Отпустив крестника, Перовский наглухо запахнул полы своей кибитки, зажег свечу, достал из чемодана небольшую, окованную серебром походную шкатулку, раскрыл ее и задумался. В отдельном, потайном ящичке шкатулки, между особенно дорогими для него вещами, было несколько засохших цветков сирени, пожелтевших писем, в бумажке – прядь черных женских волос, образок в серебре и оброненный на последнем свидании платок Авроры. Перовскому как живая вспомнилась Аврора, Москва, дом и сад у Патриарших прудов и последняя встреча с невестой. Он долго сидел над раскрытою шкатулкой, роняя на эти цветы, волосы и письма горячие и искренние слезы. «Владычица моя, владычица!» – шептал он, покрывая поцелуями бренные остатки дорогой старины. Взяв образок, он запер шкатулку и, оправясь, вышел из кибитки. Павлик, дремля на циновке, полулежал у входа.

– Ты еще здесь? – сказал, увидя его, Перовский. – Пойдем, прогуляемся.

Они миновали охранный пикет и мимо лагеря, вдоль серых, глиняных стен только что разгромленной крепости, направились по плоскому берегу Сырдарьи.

Душный, знойный вечер тяжело висел над пустынною равниной. В сумерках кое-где желтели наметы бродячего песку. Вокруг зеленоватых, отражавших звезды, горько-соленых луж, как воспаленные глазные веки, краснели болотные лишаи, тощий камыш и полынь. Высоко в воздухе что-то шуршало и двигалось. То, шелестя сухими крыльями, неслись на жалкие остатки трав и камышей бесчисленные, прожорливые полчища саранчи. Перовскому припомнилось нашествие Наполеона.

– Вот тебе мое благословение, – сказал он, надевая на шею крестника образок покрова божьей матери, – я этому образу усердно когда-то молился в походе… молись и ты.

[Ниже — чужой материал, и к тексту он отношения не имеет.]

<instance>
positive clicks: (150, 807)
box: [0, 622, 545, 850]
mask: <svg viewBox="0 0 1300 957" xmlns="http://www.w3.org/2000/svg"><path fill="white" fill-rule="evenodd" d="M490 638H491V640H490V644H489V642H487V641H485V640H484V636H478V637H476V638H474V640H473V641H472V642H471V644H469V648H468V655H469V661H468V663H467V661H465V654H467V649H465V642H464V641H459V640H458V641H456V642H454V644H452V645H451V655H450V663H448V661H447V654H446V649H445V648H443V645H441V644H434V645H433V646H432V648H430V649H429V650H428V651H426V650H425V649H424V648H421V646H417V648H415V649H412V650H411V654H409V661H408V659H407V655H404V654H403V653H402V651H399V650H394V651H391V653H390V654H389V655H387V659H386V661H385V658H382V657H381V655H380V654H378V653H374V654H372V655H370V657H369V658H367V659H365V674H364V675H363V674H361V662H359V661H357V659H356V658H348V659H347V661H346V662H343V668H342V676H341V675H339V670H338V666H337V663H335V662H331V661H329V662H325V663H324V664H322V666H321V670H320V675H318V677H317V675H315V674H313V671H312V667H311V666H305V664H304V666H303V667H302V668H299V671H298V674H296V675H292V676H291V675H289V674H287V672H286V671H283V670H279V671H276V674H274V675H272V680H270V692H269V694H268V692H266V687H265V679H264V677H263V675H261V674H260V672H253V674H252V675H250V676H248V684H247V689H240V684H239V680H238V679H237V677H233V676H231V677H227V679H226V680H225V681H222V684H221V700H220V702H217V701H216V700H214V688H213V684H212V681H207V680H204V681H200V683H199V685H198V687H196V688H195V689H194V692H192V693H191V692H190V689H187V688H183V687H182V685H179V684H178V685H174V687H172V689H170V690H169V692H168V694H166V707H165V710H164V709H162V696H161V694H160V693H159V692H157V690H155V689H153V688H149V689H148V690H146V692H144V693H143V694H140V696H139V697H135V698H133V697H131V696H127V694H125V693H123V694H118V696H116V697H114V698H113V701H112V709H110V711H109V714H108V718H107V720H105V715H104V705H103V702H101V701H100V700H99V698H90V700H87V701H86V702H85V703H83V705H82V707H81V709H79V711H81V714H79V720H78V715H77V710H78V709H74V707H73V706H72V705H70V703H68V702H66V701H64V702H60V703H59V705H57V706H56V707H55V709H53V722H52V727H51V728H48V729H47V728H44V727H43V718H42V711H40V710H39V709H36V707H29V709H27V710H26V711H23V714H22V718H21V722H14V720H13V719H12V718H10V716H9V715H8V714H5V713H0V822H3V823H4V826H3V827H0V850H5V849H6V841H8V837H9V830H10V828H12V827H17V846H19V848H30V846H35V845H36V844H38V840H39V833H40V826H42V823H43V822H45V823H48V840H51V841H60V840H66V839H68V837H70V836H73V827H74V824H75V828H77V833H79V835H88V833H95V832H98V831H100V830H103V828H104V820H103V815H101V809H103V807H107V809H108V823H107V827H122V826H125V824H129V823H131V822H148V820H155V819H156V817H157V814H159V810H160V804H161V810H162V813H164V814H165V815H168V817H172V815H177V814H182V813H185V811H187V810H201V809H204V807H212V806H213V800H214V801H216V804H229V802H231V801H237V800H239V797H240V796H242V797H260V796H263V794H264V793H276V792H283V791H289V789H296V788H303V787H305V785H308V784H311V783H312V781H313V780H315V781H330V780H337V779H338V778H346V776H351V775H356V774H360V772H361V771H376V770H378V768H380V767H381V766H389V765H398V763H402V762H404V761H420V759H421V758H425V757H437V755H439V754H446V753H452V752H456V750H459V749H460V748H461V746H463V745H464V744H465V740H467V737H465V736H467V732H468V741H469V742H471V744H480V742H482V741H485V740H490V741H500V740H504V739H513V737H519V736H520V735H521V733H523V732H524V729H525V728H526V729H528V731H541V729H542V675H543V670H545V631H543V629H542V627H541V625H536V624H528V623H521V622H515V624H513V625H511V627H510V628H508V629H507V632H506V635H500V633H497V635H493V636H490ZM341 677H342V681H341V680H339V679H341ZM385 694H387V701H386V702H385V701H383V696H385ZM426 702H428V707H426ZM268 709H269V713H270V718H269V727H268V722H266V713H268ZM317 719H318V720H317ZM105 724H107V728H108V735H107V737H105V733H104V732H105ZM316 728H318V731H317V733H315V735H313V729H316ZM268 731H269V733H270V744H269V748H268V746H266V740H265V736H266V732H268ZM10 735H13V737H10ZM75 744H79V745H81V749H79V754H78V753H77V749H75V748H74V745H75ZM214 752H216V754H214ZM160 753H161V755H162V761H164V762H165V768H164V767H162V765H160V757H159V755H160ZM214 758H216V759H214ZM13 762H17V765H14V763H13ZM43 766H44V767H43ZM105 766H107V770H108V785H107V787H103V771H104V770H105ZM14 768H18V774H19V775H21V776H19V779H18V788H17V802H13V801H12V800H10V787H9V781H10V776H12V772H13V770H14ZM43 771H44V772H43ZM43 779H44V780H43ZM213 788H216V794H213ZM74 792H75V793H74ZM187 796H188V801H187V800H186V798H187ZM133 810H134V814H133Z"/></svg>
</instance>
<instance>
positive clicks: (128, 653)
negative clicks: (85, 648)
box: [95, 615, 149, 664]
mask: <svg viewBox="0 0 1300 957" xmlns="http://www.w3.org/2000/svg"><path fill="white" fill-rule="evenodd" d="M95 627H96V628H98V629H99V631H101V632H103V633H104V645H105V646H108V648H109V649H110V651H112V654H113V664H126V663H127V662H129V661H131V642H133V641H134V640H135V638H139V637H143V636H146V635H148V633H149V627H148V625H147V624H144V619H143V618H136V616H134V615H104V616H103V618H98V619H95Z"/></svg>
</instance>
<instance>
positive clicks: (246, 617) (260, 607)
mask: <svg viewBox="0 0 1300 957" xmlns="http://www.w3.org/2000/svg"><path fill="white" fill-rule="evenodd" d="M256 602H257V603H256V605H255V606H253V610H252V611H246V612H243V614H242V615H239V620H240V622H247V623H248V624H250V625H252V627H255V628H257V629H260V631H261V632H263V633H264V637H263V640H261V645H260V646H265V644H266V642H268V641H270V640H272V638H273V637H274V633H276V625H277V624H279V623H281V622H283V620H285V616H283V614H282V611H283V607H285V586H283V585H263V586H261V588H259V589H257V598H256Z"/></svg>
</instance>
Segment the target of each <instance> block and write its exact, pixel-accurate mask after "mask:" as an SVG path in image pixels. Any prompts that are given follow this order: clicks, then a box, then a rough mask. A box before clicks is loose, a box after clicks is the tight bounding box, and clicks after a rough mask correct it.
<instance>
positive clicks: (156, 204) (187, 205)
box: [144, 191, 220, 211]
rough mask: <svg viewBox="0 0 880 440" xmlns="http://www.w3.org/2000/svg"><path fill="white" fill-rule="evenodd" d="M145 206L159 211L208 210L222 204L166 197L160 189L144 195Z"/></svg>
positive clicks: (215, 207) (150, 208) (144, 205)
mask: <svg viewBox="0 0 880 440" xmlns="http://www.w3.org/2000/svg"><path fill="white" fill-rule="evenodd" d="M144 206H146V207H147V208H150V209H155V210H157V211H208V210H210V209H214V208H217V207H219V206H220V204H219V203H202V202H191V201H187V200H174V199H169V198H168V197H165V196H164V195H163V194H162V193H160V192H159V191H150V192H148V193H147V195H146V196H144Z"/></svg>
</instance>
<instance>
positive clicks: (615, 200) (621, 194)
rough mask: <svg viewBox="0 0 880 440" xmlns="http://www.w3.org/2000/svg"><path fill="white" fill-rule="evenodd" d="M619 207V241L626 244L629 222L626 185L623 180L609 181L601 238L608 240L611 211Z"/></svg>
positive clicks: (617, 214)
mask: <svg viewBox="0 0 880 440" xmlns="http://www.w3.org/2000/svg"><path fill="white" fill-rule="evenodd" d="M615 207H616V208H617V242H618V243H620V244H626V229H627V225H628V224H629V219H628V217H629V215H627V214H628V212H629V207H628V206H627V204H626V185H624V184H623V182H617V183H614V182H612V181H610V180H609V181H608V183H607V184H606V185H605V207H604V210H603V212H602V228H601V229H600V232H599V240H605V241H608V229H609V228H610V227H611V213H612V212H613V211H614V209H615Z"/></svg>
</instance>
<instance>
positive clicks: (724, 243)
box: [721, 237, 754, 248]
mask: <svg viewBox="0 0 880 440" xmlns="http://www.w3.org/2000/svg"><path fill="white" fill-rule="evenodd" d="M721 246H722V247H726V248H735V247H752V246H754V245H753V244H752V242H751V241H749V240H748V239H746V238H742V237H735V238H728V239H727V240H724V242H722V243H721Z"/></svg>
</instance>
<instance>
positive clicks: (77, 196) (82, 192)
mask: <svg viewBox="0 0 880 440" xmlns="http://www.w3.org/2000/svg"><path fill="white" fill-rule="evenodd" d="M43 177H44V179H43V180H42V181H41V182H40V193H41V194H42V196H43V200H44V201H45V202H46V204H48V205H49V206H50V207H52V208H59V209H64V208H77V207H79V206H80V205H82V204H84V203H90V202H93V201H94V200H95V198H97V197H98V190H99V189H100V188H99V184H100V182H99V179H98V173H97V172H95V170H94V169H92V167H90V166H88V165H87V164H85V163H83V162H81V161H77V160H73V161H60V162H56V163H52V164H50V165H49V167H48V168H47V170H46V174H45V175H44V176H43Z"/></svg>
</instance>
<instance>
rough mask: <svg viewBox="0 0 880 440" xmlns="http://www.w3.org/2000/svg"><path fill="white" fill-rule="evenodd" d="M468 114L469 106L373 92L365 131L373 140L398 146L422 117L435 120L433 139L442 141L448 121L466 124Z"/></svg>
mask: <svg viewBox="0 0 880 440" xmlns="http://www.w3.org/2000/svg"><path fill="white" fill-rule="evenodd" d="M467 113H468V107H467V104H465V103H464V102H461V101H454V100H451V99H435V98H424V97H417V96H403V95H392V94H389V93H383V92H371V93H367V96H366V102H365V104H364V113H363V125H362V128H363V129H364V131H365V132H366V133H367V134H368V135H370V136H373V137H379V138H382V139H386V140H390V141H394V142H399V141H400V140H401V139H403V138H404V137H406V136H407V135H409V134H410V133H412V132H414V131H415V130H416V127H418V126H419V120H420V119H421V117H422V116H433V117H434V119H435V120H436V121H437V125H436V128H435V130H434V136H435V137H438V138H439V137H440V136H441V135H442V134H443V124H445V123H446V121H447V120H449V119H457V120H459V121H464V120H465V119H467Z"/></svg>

Перовский и Павел Тропинин прошли еще несколько шагов. Целый мир мучительных и сладких воспоминаний наполнял мысли Василия Алексеевича.

– Ты счастлив, ты спешишь к невесте, – сказал Перовский, снова остановясь и слушая над головою пролет шуршавших крыльями воздушных армий, – а мне, по поводу твоего счастья, припомнилось одно сердечное горе; некоторых из прикосновенных к нему лиц давно уже нет на свете, но мне эта история особенно памятна и близка…

И Перовский, бродя по песку, не называя имен, рассказал крестнику повесть любви своей и Авроры.

1885

25Да здравствует Александр! да здравствуют русские! (франц.)
26Да здравствуют русские! да здравствует Александр! долой тирана! (франц.)